My fingers tighten around the brush until my knuckles ache. The canvas looms in front of me, white and blank and waiting. My chest rises too fast, breath stuttering like a broken engine.

He watches me like he’s watching a ceremony.

Every part of me wants to scream.

But I lift the brush instead. The bristles drag across the surface, leaving a thin, trembling line of red.

He exhales through his teeth, a sound too close to relief. “Yes,” he whispers. “That’s it. That’s the beginning.”

The paint glistens wetly in the light. Something in me snaps.

I move again—harder this time. The brush slices another line, then another, faster, the strokes losing shape. Color spreads over color until there’s no pattern left, just chaos, just noise. The sound of it—the scrape, the breath, the wet slap of pigment—fills the room.

Behind me, Justin’s breath hitches. His delight falters, confusion edging in. “No,” he says, a nervous laugh bubbling under the word. “No, no, you’re doing it wrong?—”

“I’m doing it my way,” I bite out, paint splattering across my wrist.

He crosses the space in two steps and grabs my arm. His fingers clamp down hard, grinding bone against tendon. The brush jerks sideways.

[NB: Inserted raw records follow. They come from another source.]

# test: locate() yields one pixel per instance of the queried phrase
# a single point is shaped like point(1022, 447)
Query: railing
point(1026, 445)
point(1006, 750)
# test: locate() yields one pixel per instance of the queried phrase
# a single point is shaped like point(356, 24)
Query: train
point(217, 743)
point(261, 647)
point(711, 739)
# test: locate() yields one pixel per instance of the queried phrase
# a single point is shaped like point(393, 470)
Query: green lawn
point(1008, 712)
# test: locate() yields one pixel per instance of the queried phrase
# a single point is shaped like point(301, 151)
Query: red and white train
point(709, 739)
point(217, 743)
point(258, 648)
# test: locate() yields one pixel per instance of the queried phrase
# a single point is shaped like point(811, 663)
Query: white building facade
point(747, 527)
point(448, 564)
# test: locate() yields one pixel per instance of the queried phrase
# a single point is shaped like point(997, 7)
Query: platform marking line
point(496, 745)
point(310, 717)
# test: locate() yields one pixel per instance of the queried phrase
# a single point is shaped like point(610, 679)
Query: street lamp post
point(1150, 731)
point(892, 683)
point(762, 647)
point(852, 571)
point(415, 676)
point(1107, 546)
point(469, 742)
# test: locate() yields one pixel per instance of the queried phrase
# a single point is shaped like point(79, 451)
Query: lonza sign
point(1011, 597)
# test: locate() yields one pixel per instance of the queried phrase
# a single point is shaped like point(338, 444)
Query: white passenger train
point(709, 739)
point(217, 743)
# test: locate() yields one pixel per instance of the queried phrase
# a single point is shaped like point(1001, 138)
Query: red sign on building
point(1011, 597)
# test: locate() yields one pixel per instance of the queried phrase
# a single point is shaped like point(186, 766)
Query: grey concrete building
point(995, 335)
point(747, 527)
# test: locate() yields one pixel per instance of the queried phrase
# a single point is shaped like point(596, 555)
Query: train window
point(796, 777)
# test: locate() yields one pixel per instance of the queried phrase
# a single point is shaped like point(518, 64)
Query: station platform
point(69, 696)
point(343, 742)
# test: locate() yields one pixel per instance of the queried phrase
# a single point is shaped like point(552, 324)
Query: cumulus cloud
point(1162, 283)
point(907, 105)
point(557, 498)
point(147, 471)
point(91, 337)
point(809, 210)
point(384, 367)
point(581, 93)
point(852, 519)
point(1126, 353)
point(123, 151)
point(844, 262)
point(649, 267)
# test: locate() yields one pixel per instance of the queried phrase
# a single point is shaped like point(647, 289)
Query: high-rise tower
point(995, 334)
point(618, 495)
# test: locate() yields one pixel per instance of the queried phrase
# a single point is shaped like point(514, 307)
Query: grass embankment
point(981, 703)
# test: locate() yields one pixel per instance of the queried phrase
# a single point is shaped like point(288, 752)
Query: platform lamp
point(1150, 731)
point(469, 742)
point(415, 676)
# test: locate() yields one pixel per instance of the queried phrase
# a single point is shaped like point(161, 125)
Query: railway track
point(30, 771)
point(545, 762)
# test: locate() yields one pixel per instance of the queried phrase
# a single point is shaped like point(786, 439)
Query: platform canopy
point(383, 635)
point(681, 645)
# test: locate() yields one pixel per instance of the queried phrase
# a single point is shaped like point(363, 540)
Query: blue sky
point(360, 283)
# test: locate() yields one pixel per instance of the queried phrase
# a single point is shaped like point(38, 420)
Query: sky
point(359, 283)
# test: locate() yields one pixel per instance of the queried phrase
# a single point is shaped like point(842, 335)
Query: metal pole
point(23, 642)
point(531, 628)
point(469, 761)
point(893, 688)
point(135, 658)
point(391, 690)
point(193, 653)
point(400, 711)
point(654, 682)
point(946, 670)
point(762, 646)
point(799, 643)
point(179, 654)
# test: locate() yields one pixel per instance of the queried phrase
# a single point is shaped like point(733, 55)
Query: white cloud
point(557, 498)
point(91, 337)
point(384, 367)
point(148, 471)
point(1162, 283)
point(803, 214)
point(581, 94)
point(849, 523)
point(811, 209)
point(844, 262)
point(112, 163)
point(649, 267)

“Don’t ruin it,” he snaps. The grin is gone now. “Don’t ruin what we’re making.”

The pressure burns now, the rope grinding against my wrist until I feel the skin start to tear. I twist again, teeth clenched, the fibers biting deeper. “You wanted me to paint, right?” I snap, my voice raw and shaking. “Then I’m fucking painting. Or do you want to control that too? I thought you cared about my artistic truth—about freedom.”

The slap cracks through the room. My head jerks to the side, cheek blazing, the metallic taste of blood blooming where my teeth catch my lip. The sound rings in my skull long after his hand drops back to his side.